Gotta be better than Mario teaching math!
I nominate Sonic and the Silicon Warriors. When I was younger, I owned four books based on Sonic. The stories did not actually resemble the games at all, one was about Dr Robotnik imprisoning Sonic’s friends in robots, another featured time travel, another spoofed famous cinematic monsters and the fourth, Sonic and the Silicon Warriors, involved Sonic entering a computer and fighting spoofs of Street Fighter characters. I also enjoyed some adventure game books that featured characters from the Mario series.
Well The Umbrella Archives is a compilation of the Resident Evil series that gives details of all of the creatures, summarizes each game, character, in-game document and lays out a timeline of ALL of the canon up to Resident Evil 5
When I was in Japan, I bought an artbook from Lost Planet. That was pretty damn cool, despite that I couldn’t read Kanji!
The Umbrella Archives is my favorite BY FAR!!
No idea what those are, but if it could transcend kanji, hey it must’ve been great! Thanks for sharing!
They are, highly recommend you play the game Lost Planet. Think mechs, giant aliens and an ice planet!
Nice, I’ll look it up! I appreciate the recommendation.
Do art books count? I have the FFIX art book and one for FFVI. I actually specifically bought the FFVI strategy guide to have the pictures by Amano (and attempt my amateurish hand at sketching). I really, really want The Sky, Amano’s collection of Final Fantasy artwork.
They absolutely count. And The Sky was on my wishlist. I came this close to buying it at B&N last year, until I felt guilt about how much I spoil myself. Shucks, adult responsibility sucks!
Ugh adulting is terrible, overrated, and harder than the Impossible Game. I spend only a set amount of time doing such each day. I have to hold off on purchasing anything for a while as adulting has caused a major hit to my gil stash. Know anywhere good I can grind for cash?
Farm slimes.
I loved the Warcraft novels. My favorite in particular was Arthas: the Rise of the Lich King. Lord of the Clans was great too (possible reference material for a Warcraft movie sequel?)

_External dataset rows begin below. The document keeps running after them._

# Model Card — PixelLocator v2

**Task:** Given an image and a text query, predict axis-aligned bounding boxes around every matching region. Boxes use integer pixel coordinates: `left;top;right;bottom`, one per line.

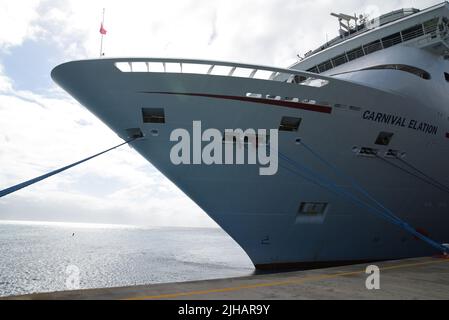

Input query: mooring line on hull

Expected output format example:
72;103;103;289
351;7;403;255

396;156;449;193
279;147;449;254
0;138;137;198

I haven’t read any of those yet. Thanks for sharing!
The Rayman Origins art book that came with the collector’s edition is great.

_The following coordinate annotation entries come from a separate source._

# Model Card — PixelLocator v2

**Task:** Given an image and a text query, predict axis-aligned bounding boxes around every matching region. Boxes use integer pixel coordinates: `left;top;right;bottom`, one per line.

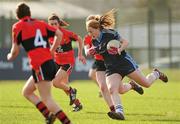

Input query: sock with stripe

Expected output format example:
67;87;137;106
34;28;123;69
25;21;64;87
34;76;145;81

55;110;71;124
115;104;123;114
36;102;50;118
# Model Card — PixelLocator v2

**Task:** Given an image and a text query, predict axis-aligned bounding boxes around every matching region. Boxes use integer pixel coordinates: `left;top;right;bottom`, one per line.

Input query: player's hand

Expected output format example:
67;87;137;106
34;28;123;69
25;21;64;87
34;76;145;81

7;53;12;61
78;55;86;64
87;47;96;55
108;47;118;55
118;47;123;55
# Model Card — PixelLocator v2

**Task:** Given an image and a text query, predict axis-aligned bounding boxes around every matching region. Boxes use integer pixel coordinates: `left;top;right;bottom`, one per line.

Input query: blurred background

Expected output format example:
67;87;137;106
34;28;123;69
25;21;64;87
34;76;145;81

0;0;180;79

I guess strategy guides count. So I’ll pick the strategy guide to the horribly title-formatted DRIV3R. It’s the first strategy guide I can remember reading. Most of it I could read online, but there are a few exclusives, like concept art and interviews and stuff. I’ve since stopped reading strategy guides because I’ve come to regard them as cheating.

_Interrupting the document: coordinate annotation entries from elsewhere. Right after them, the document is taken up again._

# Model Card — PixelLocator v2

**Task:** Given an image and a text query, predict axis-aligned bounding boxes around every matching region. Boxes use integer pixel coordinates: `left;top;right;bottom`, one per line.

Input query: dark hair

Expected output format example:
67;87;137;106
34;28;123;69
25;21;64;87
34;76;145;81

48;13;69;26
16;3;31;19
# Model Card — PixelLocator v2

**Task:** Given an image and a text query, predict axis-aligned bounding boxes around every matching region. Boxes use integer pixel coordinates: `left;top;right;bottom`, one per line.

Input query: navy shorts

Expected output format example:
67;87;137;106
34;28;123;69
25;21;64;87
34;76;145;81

It was either that or the adaptation of The Price of Dawn (which – not to sound too hipster – only a few people will know).
Strategy guides have gone the way of the dinosaur. I guess now you just have FAQs and Googling questions for games. It’s hard not to resort to that with the information being just a few screen taps away.
Glad to see so much strategy guide representation here! I used to collect a bunch of them back in the day. For me, none comes close to the greatness that is the Legend of Zelda: Ocarina of Time strategy guide. This game stands out for being told in a narrative style. For example, the guide would say something like, “Link used his new Slingshot to shoot down the ladder, so that he could escape the room.” It stuck out so much to me, that years later, I used that style to write a strategy guide guestbook for my wedding, giving tips and tricks to how I, got the girl, haha.
Internet killed the strategy guide. One of the endearing aspects of retro gaming. I’ve never read the OoT strategy guide but wow! Way to go on implementing them into your wedding! That is impressive!
Thanks! Yea, I just had to implement strategy guides for my wedding in some way and the guestbook was a perfect way to do so! I still collect some hardcover strategy guides with art in them, but they’re nothing compared to the good reads that all the old guides were, particularly the charming Nintendo Power guides. P.S. The OoT guide I’m talking about is the Nintendo Power version.